Тогда монсеньор помазал ее рот, чуть приоткрывшийся слабым дыханием; он положил крестное знамение на нижнюю губу.
— Per istam sanctam unctionem, et suam piissimam misericordiam, indulgeat tibi Dominus quidquid per gustum deliquisti.[15]
И рот превратился в чашу невинности, ибо на этот раз прощались все низменные наслаждения вкуса: лакомство, чувственное смакование вина и меда, прощались все преступления языка, этого виновника всех зол, подстрекателя и соблазнителя, того, кто вызывает ссоры и войны, кто вводит в обман, произносит ложь, от которой темнеет само небо. Но лакомство никогда не было пороком Анжелики: она готова была, как Елизавета, питаться, чем попало, не разбирая вкуса. И если она жила в заблуждении, то ее обманула мечта, упование на неземные силы, стремление к невидимому — весь этот очарованный мир, укреплявший ее невинность и сделавший из нее святую.
Священник вытер ей рот и положил клочок ваты в четвертый пакетик из белой бумаги.
Наконец, монсеньор помазал руки девушки — руки, словно сделанные из слоновой кости, бессильно лежавшие на простыне; он помазал ее маленькие ладони, правую, потом левую, и очистил их от грехов знамением креста.
— Per istam sanctam unctionem, et suam piissimam misericordiam, indulgeat tibi Dominus quidquid per tactum deliquisti.[16]
И теперь, омытое от последних пятен, все тело сверкало белизною, простились все оскверняющие прикосновения, кражи, драки и убийства, а также грехи всех остальных частей тела, которых не коснулось миро, — груди, поясницы, ног, — ибо это последнее помазание отпускало и их вины; прощалось все, что горит, что ревет, как зверь, в нашем теле: наш гнев, наши желания, наши необузданные страсти, обуревающие нас вожделения, запретные наслаждения, которых жаждет наша плоть.
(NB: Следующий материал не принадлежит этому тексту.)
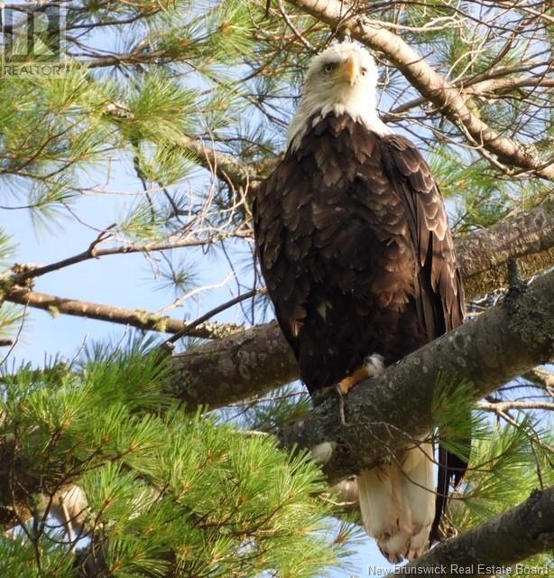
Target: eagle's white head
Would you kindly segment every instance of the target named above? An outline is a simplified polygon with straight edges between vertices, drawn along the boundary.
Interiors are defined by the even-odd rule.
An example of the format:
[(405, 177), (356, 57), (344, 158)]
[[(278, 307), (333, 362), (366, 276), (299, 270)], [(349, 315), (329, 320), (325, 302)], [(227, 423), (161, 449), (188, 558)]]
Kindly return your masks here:
[(289, 144), (299, 147), (306, 131), (329, 113), (347, 114), (380, 135), (390, 129), (375, 108), (377, 67), (359, 44), (345, 42), (315, 56), (306, 73), (300, 108), (289, 126)]

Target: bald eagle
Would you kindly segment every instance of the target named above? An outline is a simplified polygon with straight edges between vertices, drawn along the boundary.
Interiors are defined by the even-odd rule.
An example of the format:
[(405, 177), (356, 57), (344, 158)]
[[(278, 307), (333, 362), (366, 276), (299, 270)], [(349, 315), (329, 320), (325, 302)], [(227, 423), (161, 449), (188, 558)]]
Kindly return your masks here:
[[(464, 318), (440, 191), (417, 147), (379, 118), (376, 83), (357, 44), (317, 55), (284, 158), (254, 205), (267, 291), (312, 396), (346, 394)], [(432, 459), (426, 436), (357, 476), (364, 525), (393, 563), (429, 547), (463, 475), (441, 449), (436, 493)]]

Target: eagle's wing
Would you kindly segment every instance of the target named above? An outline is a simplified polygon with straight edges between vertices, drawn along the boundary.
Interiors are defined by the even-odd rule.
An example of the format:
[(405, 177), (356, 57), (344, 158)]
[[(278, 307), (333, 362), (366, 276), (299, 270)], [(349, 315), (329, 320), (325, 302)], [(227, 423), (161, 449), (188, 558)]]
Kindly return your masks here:
[(298, 162), (285, 155), (258, 186), (252, 208), (260, 268), (277, 321), (297, 358), (297, 338), (309, 293), (299, 263), (310, 247), (313, 228), (305, 214), (309, 210), (308, 182), (299, 180), (298, 172)]
[[(420, 151), (399, 135), (385, 136), (384, 141), (385, 171), (407, 207), (410, 231), (419, 257), (415, 287), (418, 315), (431, 340), (464, 321), (464, 290), (452, 235), (442, 196)], [(464, 460), (441, 446), (439, 462), (431, 541), (439, 537), (439, 527), (449, 486), (459, 482), (467, 467)]]

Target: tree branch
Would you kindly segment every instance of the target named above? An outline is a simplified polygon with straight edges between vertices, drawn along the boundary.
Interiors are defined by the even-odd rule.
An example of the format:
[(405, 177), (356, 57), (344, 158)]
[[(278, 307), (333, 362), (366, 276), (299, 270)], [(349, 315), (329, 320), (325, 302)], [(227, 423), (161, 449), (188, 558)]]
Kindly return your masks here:
[(427, 64), (400, 36), (355, 14), (355, 5), (339, 0), (288, 0), (335, 28), (347, 28), (368, 48), (383, 52), (408, 81), (451, 122), (462, 127), (473, 144), (484, 147), (502, 161), (546, 178), (554, 179), (554, 165), (534, 157), (514, 139), (502, 136), (467, 107), (460, 89)]
[[(42, 309), (51, 313), (64, 313), (76, 317), (87, 317), (112, 323), (131, 325), (142, 330), (177, 333), (187, 328), (188, 323), (179, 319), (136, 309), (114, 307), (87, 301), (57, 297), (44, 293), (30, 291), (24, 287), (12, 287), (4, 295), (4, 300), (27, 307)], [(204, 339), (221, 338), (240, 331), (240, 325), (215, 322), (200, 323), (189, 333)]]
[[(415, 568), (418, 567), (441, 566), (440, 571), (434, 572), (433, 575), (503, 574), (505, 573), (499, 567), (511, 566), (552, 548), (554, 488), (549, 488), (533, 492), (522, 504), (476, 528), (442, 542), (420, 559), (397, 569), (394, 573), (416, 573)], [(470, 568), (468, 572), (462, 573), (459, 572), (462, 566)], [(496, 566), (496, 571), (491, 566)]]
[(476, 321), (388, 367), (379, 378), (355, 387), (347, 397), (346, 425), (340, 423), (333, 397), (284, 429), (281, 441), (287, 448), (308, 449), (329, 443), (330, 455), (323, 469), (331, 481), (339, 480), (432, 430), (439, 375), (454, 383), (470, 382), (471, 396), (477, 400), (548, 361), (554, 352), (552, 335), (554, 271), (521, 293), (511, 291), (503, 303)]
[[(522, 259), (526, 276), (554, 265), (551, 204), (456, 241), (466, 297), (506, 286), (511, 257)], [(173, 363), (172, 390), (190, 409), (220, 407), (298, 378), (296, 361), (275, 323), (188, 350)]]
[(505, 287), (511, 258), (531, 277), (554, 265), (554, 200), (455, 243), (466, 297)]

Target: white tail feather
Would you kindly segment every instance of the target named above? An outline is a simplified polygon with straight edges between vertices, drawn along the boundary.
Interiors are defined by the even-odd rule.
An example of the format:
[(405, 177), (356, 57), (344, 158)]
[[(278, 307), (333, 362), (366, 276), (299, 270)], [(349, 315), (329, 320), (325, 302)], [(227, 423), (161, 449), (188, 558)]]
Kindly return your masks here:
[(432, 444), (422, 443), (357, 476), (364, 526), (393, 564), (428, 548), (435, 513), (432, 455)]

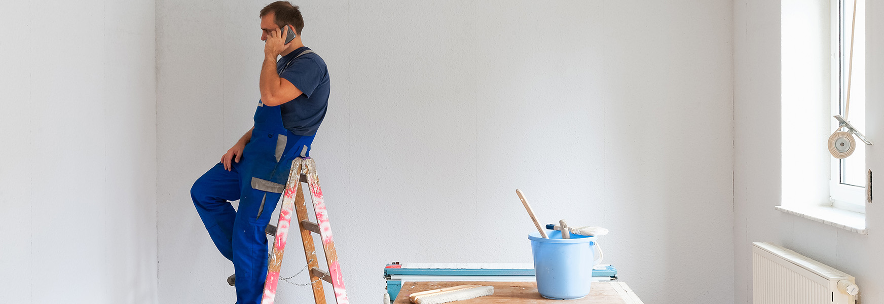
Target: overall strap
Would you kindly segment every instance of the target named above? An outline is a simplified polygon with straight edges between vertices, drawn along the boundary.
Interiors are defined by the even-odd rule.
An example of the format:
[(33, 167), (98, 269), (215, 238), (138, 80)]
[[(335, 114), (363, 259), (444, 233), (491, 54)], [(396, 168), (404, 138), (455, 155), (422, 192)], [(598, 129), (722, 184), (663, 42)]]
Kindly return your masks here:
[(286, 72), (286, 69), (288, 69), (288, 67), (290, 65), (292, 65), (292, 63), (294, 62), (294, 59), (297, 59), (298, 57), (300, 57), (301, 56), (304, 56), (304, 55), (307, 55), (307, 54), (309, 54), (309, 53), (316, 53), (316, 52), (314, 52), (313, 49), (304, 49), (304, 50), (302, 50), (300, 54), (298, 54), (298, 56), (295, 56), (293, 58), (292, 58), (292, 60), (289, 60), (287, 63), (286, 63), (286, 66), (284, 66), (282, 68), (282, 71), (280, 71), (279, 73), (281, 74), (283, 72)]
Не Анжелика уже подавила в себе и необузданность, и гордость, и страсть; она уже одержала над собой победу и теперь умирала, сраженная борьбою, словно прирожденное зло было вложено в нее только для того, чтобы она могла во славе восторжествовать над ним. И она не знала даже, что в ней жили плотские желания, что тело ее стонало от плотской страсти, не знала, что ее ночной трепет мог быть греховным, ибо она была прикрыта щитом неведения, и душа ее была бела, бела, как снег.